I went Christmas shopping this afternoon. Well, it's really more an exercise in note-taking. I wonder quite how despiriting it must be for the manager of a bookshop to see me, writing down what to get later on from Amazon at a better price, but still. If it bothered them that much, they'd not make their wares so expensive.

Nevertheless, the credit crunch did make for some (shock horror) actual real life bargains, including some offers in HMV which would have been scarcely bettered by just thieving it. In fact, their hateful doorway alarm seemed to keep going off of its own free will today, so that would have been a viable option. The weary staff, ears bleeding, would probably just wave you on. However, Immanuel Kant was, sadly, right about morality and I left the store without having stolen a single thing.

The upshot of all this is that I'm about to go and make Amazon a bit richer and, from a position of not knowing what I wanted for Christmas, I now have a list of about half a dozen items, several of which I simply cannot imagine living my life beyond December 26th without being in the possession of. Curse it all.
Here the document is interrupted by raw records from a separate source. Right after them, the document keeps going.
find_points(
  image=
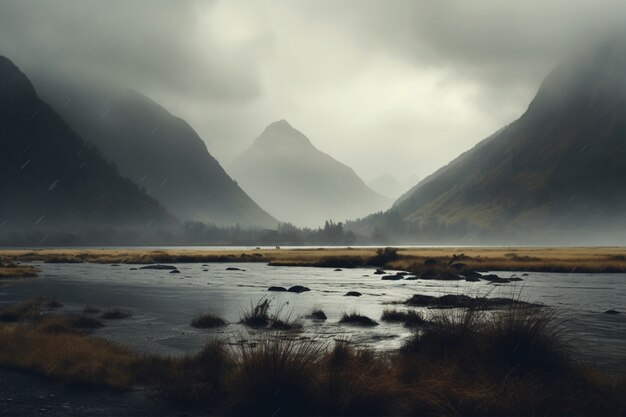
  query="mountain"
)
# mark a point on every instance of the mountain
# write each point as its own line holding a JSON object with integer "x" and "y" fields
{"x": 390, "y": 186}
{"x": 558, "y": 172}
{"x": 52, "y": 181}
{"x": 157, "y": 150}
{"x": 296, "y": 182}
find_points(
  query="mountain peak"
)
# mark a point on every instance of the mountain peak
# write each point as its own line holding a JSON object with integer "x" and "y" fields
{"x": 282, "y": 134}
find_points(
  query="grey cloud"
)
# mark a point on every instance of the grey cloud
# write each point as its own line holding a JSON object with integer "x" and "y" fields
{"x": 151, "y": 45}
{"x": 359, "y": 77}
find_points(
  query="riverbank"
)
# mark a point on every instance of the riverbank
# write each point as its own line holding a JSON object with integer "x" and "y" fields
{"x": 10, "y": 271}
{"x": 418, "y": 260}
{"x": 515, "y": 362}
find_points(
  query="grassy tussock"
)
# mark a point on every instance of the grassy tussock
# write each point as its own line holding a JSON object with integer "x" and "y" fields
{"x": 357, "y": 320}
{"x": 259, "y": 315}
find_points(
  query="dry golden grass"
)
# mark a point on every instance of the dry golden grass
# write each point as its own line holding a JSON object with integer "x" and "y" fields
{"x": 66, "y": 355}
{"x": 581, "y": 259}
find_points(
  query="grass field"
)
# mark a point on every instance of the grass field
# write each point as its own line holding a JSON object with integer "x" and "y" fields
{"x": 579, "y": 259}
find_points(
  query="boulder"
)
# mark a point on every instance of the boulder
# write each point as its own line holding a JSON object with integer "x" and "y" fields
{"x": 158, "y": 266}
{"x": 463, "y": 301}
{"x": 471, "y": 275}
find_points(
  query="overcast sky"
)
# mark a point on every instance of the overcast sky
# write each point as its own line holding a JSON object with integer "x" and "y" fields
{"x": 399, "y": 87}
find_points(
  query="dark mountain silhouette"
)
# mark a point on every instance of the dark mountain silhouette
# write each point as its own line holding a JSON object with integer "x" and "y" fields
{"x": 52, "y": 181}
{"x": 557, "y": 172}
{"x": 157, "y": 150}
{"x": 296, "y": 182}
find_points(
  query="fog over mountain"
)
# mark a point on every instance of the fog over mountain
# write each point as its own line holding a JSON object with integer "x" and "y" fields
{"x": 288, "y": 176}
{"x": 417, "y": 82}
{"x": 157, "y": 150}
{"x": 390, "y": 186}
{"x": 555, "y": 175}
{"x": 54, "y": 183}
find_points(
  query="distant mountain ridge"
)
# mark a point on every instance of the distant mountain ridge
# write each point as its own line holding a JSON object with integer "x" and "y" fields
{"x": 157, "y": 150}
{"x": 297, "y": 183}
{"x": 557, "y": 172}
{"x": 52, "y": 181}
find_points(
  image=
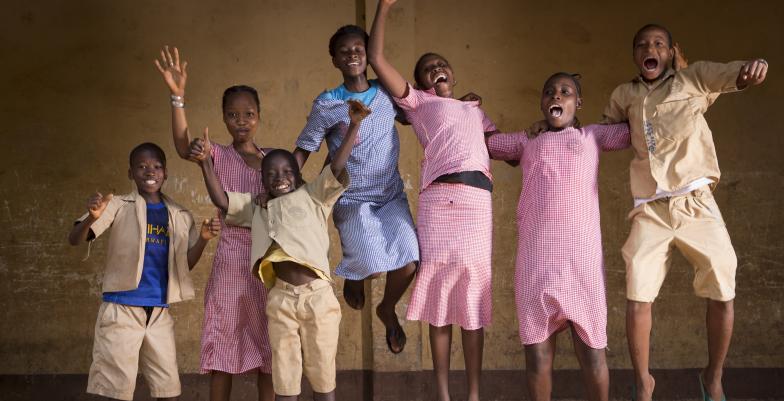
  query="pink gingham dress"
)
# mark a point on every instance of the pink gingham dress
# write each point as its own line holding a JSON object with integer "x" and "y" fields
{"x": 559, "y": 276}
{"x": 234, "y": 336}
{"x": 454, "y": 221}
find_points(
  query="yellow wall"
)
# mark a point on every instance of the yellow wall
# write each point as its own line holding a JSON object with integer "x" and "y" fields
{"x": 79, "y": 91}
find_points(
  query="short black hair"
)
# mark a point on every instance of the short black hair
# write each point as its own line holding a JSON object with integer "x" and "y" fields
{"x": 574, "y": 77}
{"x": 148, "y": 147}
{"x": 346, "y": 30}
{"x": 419, "y": 64}
{"x": 232, "y": 90}
{"x": 286, "y": 155}
{"x": 649, "y": 27}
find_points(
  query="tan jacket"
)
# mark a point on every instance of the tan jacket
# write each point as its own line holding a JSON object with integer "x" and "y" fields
{"x": 296, "y": 221}
{"x": 672, "y": 143}
{"x": 127, "y": 215}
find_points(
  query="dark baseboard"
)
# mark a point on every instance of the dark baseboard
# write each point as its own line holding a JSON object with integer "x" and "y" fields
{"x": 360, "y": 385}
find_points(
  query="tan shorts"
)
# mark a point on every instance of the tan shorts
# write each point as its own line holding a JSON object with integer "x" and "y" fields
{"x": 693, "y": 224}
{"x": 304, "y": 325}
{"x": 125, "y": 342}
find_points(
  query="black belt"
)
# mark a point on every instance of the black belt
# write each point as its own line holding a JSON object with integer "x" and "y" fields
{"x": 476, "y": 179}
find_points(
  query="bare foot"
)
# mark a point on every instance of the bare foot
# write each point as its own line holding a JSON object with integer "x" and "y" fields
{"x": 354, "y": 293}
{"x": 712, "y": 386}
{"x": 396, "y": 337}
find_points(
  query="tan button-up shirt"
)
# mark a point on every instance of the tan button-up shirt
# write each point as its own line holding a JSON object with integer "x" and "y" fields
{"x": 672, "y": 143}
{"x": 296, "y": 221}
{"x": 127, "y": 216}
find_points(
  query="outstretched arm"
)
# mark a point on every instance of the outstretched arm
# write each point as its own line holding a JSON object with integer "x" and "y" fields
{"x": 96, "y": 205}
{"x": 357, "y": 112}
{"x": 395, "y": 84}
{"x": 175, "y": 75}
{"x": 199, "y": 152}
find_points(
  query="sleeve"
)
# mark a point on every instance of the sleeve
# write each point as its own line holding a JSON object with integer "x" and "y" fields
{"x": 240, "y": 211}
{"x": 615, "y": 111}
{"x": 317, "y": 124}
{"x": 105, "y": 221}
{"x": 507, "y": 146}
{"x": 708, "y": 77}
{"x": 613, "y": 136}
{"x": 488, "y": 124}
{"x": 411, "y": 101}
{"x": 326, "y": 188}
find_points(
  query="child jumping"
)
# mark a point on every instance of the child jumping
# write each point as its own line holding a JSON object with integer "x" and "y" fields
{"x": 152, "y": 248}
{"x": 672, "y": 176}
{"x": 290, "y": 255}
{"x": 375, "y": 225}
{"x": 454, "y": 217}
{"x": 559, "y": 278}
{"x": 234, "y": 334}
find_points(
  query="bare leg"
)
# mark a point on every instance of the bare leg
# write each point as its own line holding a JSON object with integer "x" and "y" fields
{"x": 324, "y": 396}
{"x": 354, "y": 293}
{"x": 719, "y": 319}
{"x": 440, "y": 347}
{"x": 397, "y": 283}
{"x": 473, "y": 346}
{"x": 264, "y": 383}
{"x": 539, "y": 369}
{"x": 220, "y": 386}
{"x": 638, "y": 333}
{"x": 593, "y": 363}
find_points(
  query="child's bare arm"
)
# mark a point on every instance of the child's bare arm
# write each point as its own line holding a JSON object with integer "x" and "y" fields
{"x": 200, "y": 153}
{"x": 175, "y": 76}
{"x": 752, "y": 73}
{"x": 210, "y": 228}
{"x": 357, "y": 111}
{"x": 395, "y": 84}
{"x": 96, "y": 205}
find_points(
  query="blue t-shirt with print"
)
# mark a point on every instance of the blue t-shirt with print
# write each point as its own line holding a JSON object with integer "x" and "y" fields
{"x": 155, "y": 272}
{"x": 341, "y": 93}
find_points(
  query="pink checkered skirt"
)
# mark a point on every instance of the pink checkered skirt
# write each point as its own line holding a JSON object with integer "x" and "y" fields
{"x": 455, "y": 231}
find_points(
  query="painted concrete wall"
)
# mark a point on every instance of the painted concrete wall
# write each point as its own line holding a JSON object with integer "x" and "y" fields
{"x": 79, "y": 91}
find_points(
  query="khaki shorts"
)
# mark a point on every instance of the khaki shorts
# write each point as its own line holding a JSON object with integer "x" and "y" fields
{"x": 693, "y": 224}
{"x": 125, "y": 342}
{"x": 304, "y": 325}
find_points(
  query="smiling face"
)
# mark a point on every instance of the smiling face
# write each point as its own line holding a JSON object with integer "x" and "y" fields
{"x": 350, "y": 57}
{"x": 148, "y": 172}
{"x": 433, "y": 71}
{"x": 278, "y": 175}
{"x": 652, "y": 52}
{"x": 241, "y": 116}
{"x": 560, "y": 101}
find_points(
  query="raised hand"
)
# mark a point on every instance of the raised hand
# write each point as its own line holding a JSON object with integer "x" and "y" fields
{"x": 471, "y": 97}
{"x": 752, "y": 73}
{"x": 173, "y": 73}
{"x": 210, "y": 228}
{"x": 96, "y": 204}
{"x": 679, "y": 61}
{"x": 357, "y": 111}
{"x": 200, "y": 148}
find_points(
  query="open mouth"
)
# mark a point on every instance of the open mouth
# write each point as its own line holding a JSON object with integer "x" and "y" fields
{"x": 440, "y": 78}
{"x": 650, "y": 64}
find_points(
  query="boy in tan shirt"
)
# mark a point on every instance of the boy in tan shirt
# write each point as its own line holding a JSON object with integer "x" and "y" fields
{"x": 672, "y": 175}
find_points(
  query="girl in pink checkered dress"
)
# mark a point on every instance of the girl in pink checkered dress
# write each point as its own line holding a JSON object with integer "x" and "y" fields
{"x": 454, "y": 218}
{"x": 234, "y": 336}
{"x": 559, "y": 279}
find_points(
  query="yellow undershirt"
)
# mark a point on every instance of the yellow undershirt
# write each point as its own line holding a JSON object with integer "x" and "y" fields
{"x": 276, "y": 254}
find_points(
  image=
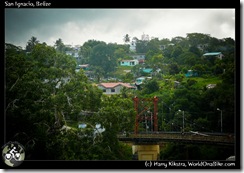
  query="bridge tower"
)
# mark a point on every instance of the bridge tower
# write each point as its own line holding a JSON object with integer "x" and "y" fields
{"x": 146, "y": 110}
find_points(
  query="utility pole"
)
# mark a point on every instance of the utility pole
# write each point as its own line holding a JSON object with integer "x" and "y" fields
{"x": 221, "y": 125}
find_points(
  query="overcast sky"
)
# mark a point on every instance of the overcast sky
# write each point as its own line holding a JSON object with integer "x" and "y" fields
{"x": 76, "y": 26}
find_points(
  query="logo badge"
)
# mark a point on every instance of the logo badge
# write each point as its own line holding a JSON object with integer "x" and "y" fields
{"x": 13, "y": 154}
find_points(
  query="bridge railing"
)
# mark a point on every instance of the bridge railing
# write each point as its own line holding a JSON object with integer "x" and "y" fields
{"x": 224, "y": 138}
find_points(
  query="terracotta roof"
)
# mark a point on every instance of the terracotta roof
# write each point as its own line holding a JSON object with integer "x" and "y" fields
{"x": 112, "y": 85}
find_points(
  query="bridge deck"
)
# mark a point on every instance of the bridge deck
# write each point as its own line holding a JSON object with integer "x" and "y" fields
{"x": 179, "y": 137}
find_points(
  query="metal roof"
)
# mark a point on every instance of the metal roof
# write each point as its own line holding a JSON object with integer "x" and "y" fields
{"x": 212, "y": 53}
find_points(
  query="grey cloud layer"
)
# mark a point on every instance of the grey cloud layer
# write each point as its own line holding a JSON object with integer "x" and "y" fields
{"x": 78, "y": 25}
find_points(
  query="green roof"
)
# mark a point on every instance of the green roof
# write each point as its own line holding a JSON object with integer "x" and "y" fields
{"x": 211, "y": 53}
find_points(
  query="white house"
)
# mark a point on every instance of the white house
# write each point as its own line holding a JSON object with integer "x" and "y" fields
{"x": 114, "y": 88}
{"x": 129, "y": 62}
{"x": 215, "y": 54}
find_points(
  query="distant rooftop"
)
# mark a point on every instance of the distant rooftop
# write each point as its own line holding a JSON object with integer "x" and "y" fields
{"x": 212, "y": 53}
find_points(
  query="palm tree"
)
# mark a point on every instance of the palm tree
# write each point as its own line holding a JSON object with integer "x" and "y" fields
{"x": 59, "y": 45}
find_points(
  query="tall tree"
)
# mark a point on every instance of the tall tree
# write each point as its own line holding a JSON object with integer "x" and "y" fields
{"x": 126, "y": 38}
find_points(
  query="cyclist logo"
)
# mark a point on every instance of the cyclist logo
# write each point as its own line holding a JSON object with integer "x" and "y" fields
{"x": 13, "y": 154}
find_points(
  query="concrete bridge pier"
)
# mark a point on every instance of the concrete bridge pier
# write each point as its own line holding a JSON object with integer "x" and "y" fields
{"x": 146, "y": 152}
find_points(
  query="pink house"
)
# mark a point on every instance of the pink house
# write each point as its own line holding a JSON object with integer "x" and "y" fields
{"x": 114, "y": 88}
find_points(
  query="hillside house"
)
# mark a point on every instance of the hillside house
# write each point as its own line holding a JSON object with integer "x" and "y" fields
{"x": 129, "y": 62}
{"x": 219, "y": 55}
{"x": 114, "y": 88}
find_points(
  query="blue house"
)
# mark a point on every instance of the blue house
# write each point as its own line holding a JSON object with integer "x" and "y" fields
{"x": 191, "y": 73}
{"x": 129, "y": 62}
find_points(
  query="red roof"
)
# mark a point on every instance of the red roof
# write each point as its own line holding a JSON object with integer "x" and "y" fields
{"x": 112, "y": 85}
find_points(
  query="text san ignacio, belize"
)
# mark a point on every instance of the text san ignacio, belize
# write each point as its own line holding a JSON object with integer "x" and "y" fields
{"x": 27, "y": 4}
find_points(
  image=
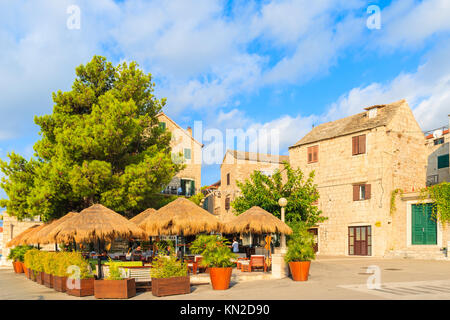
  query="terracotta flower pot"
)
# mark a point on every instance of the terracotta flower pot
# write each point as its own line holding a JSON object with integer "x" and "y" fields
{"x": 300, "y": 270}
{"x": 220, "y": 278}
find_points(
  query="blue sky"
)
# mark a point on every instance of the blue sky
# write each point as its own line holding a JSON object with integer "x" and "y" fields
{"x": 282, "y": 65}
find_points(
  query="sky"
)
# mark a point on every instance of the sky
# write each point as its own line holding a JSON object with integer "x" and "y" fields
{"x": 279, "y": 65}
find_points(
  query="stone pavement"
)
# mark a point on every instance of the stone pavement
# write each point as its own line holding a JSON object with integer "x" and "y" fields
{"x": 330, "y": 278}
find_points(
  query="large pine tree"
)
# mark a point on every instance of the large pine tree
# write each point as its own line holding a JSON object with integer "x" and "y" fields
{"x": 101, "y": 144}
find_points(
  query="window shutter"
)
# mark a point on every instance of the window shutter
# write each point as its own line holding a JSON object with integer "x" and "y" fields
{"x": 362, "y": 144}
{"x": 355, "y": 141}
{"x": 356, "y": 192}
{"x": 368, "y": 194}
{"x": 316, "y": 153}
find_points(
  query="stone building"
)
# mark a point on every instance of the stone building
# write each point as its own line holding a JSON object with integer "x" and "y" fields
{"x": 238, "y": 166}
{"x": 438, "y": 142}
{"x": 184, "y": 148}
{"x": 359, "y": 161}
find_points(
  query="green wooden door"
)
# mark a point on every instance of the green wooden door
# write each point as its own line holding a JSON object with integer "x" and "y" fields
{"x": 424, "y": 229}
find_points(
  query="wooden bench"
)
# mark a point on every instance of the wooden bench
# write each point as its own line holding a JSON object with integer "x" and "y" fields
{"x": 141, "y": 276}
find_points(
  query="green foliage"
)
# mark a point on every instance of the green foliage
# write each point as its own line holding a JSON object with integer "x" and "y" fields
{"x": 394, "y": 193}
{"x": 263, "y": 191}
{"x": 50, "y": 262}
{"x": 167, "y": 266}
{"x": 18, "y": 253}
{"x": 101, "y": 144}
{"x": 215, "y": 251}
{"x": 300, "y": 245}
{"x": 30, "y": 258}
{"x": 114, "y": 271}
{"x": 440, "y": 194}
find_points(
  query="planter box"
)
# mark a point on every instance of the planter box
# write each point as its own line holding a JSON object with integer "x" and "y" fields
{"x": 86, "y": 288}
{"x": 115, "y": 289}
{"x": 48, "y": 280}
{"x": 39, "y": 277}
{"x": 59, "y": 283}
{"x": 17, "y": 266}
{"x": 171, "y": 286}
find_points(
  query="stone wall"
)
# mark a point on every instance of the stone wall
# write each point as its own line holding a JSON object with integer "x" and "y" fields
{"x": 392, "y": 160}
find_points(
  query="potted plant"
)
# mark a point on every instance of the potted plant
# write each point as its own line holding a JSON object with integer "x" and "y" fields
{"x": 62, "y": 264}
{"x": 13, "y": 255}
{"x": 80, "y": 280}
{"x": 169, "y": 276}
{"x": 300, "y": 253}
{"x": 115, "y": 286}
{"x": 217, "y": 256}
{"x": 30, "y": 260}
{"x": 49, "y": 263}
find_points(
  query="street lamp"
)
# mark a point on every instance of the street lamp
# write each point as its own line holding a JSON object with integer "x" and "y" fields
{"x": 283, "y": 202}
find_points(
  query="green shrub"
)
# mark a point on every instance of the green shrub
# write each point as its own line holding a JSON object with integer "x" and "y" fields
{"x": 114, "y": 271}
{"x": 300, "y": 246}
{"x": 50, "y": 262}
{"x": 214, "y": 250}
{"x": 168, "y": 266}
{"x": 30, "y": 258}
{"x": 18, "y": 253}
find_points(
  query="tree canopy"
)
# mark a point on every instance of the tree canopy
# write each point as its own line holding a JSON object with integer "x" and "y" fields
{"x": 265, "y": 191}
{"x": 101, "y": 144}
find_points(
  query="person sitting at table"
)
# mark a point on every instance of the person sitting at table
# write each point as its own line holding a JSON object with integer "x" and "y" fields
{"x": 137, "y": 254}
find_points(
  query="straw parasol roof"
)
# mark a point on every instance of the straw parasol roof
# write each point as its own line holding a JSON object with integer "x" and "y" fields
{"x": 180, "y": 217}
{"x": 42, "y": 237}
{"x": 93, "y": 223}
{"x": 142, "y": 216}
{"x": 22, "y": 237}
{"x": 257, "y": 220}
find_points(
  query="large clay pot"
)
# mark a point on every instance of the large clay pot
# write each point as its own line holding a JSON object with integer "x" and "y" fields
{"x": 300, "y": 270}
{"x": 220, "y": 278}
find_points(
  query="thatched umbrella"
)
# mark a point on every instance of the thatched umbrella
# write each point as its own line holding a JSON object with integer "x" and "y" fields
{"x": 95, "y": 223}
{"x": 142, "y": 216}
{"x": 180, "y": 217}
{"x": 17, "y": 240}
{"x": 42, "y": 236}
{"x": 25, "y": 237}
{"x": 257, "y": 220}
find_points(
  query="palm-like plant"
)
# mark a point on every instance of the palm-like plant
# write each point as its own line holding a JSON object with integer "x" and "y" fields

Despite this, the range of stuff available was, as has been typical of the past few years, crap. I made sure not to delve too deeply into any of the "comedy" books, knowing with a soul-crushing certainty that I'll have plenty of time to leaf through the bloody things from Boxing Day. Worst of all was a book called 101 Books To Read Before You Die. Yes, that's right. For Christmas, I got you a book outlining the fact that you are a pleb. Good heavens.

All in all, I'm now starting to feel a bit more festive. I think that all shopping trips should take place in the last hour of daylight, for one thing. Coming out of a shop to find it's now dark outside distinctly helps make you feel like you've left no stone left unturned and, therefore, like less of a fink when you end up buying shit presents for your parents. Also, everyone else seemed to be much more panicked and repulsively ugly than me, which can only help bolster one's mood. I ate three mince pies when I got back home.